I was mad for a choc ice, but the kiosk was afar, on the other side of the lake. Several times, in the past, I had walked the path all round the lake, and I knew what a long long walk it was. From where I stood, anent Nitty’s Jetty, gazing hopelessly at the kiosk, I knew it would take me an hour, an hour and a half more likely, in my flimsy pumps, to walk that far. No man should wait so long for a choc ice – was that a saying?, or had I just coined one? The sight of the kiosk taunted me, so I shut my eyes.
It is a curious fact that whenever I close my eyes, for longer than a blink, I run the risk of falling asleep. The great French artist Delacroix held it as a tenet that the key to a long life lay in getting up early in the mornings and, most important, not dozing off again once one was awake. If that were the case, it is a miracle I am still alive in my eighty-eighth year to heaven. I doze off all the time, even here, choc ice mad, standing up straight on the edge of the lake, with nothing to cling on to. The wooden posts of Nitty’s Jetty long ago rotted to stumps.
And as I slept, so I dreamed. I was five or six, at a different lake, queuing in a line at a different kiosk, a now-redundant coin gripped in my tiny fist. Though I could not see him, I knew the kiosk was manned by an ogre, and a Cyclopean ogre come to that. He is a figure who recurs in my dreams, and though his countenance is fearsome, I feel nothing for him but boundless devotion. I do not think he is a god, this ogre, but the emotions he stirs in me are those I imagine one would feel if one came face to face with God. I shuffled slowly forward, for the queue was long, and I felt my heart beat the faster as I got closer to the kiosk. Soon, oh soon, I would reach the head of the queue, and I would look up into the one blazing eye of the ogre and I would proffer my coin and ask politely for a choc ice, and the ogre would grunt and thrust towards me his hairy paw, in which was clutched . . .
My eyelids snapped open as I awoke from my doze.

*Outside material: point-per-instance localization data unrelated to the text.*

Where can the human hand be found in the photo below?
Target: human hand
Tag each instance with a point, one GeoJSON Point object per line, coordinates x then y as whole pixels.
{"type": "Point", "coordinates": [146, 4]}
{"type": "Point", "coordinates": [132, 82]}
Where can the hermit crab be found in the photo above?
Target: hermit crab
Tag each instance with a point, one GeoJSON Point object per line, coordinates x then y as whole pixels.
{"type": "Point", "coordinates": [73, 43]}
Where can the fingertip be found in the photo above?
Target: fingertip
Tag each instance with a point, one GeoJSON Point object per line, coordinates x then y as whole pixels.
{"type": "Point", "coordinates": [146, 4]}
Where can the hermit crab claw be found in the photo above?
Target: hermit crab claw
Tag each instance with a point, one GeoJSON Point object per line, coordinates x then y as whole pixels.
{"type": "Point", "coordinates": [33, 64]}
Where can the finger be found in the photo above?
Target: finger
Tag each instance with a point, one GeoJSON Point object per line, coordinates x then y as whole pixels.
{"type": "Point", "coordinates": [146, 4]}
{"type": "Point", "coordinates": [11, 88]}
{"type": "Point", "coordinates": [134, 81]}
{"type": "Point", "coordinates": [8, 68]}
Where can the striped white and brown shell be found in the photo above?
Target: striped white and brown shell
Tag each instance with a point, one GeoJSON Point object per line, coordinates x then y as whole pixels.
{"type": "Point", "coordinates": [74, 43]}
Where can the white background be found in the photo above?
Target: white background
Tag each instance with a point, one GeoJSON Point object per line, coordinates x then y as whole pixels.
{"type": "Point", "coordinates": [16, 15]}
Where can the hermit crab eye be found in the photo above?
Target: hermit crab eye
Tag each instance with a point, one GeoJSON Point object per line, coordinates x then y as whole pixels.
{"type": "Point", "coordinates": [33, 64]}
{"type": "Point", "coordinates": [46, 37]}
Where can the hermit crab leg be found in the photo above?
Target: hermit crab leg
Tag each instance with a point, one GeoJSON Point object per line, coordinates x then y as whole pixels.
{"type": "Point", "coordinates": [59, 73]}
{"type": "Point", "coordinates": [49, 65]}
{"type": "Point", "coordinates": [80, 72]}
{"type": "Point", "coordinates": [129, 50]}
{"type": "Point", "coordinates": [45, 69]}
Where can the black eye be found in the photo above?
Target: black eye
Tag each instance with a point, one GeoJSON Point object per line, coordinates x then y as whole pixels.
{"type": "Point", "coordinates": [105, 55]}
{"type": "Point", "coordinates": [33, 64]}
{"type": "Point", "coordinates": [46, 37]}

The dream fell away in an instant. Scudding towards me, upon the lake, came a kayaker in his kayak. Now I knew a thing or two about kayaks, or once did, for in my long ago youth I had been a keen kayaker. I kayaked on several lakes and rivers, remote distant lakes and wide important rivers. I admired this kayaker’s technique and told him so as he came nudging against Nitty’s Jetty. We fell into the kind of easy conversation that obtains among kayakers, even when one of them is eighty eight and unkayaked.

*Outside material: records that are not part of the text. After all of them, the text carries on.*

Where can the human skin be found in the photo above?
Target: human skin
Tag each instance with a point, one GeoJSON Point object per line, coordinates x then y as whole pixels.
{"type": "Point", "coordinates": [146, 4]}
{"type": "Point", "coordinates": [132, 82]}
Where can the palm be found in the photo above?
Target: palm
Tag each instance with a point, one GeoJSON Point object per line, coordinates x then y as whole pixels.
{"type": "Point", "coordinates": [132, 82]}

– Do you know what?, he said, after a while, I could kill for a choc ice. How about you? Jump into the kayak and we’ll kayak across the lake together and I’ll buy a couple of choc ices from that kiosk. My treat.
I told him he was very kind, and clambered into his kayak. It must have been forty years since I was on the water. Since the terrible day of Mopsa’s drowning I had shunned it. Another lake, another time . . .
And the sky blazed blue as I was ferried in a kayak across the lake towards the kiosk.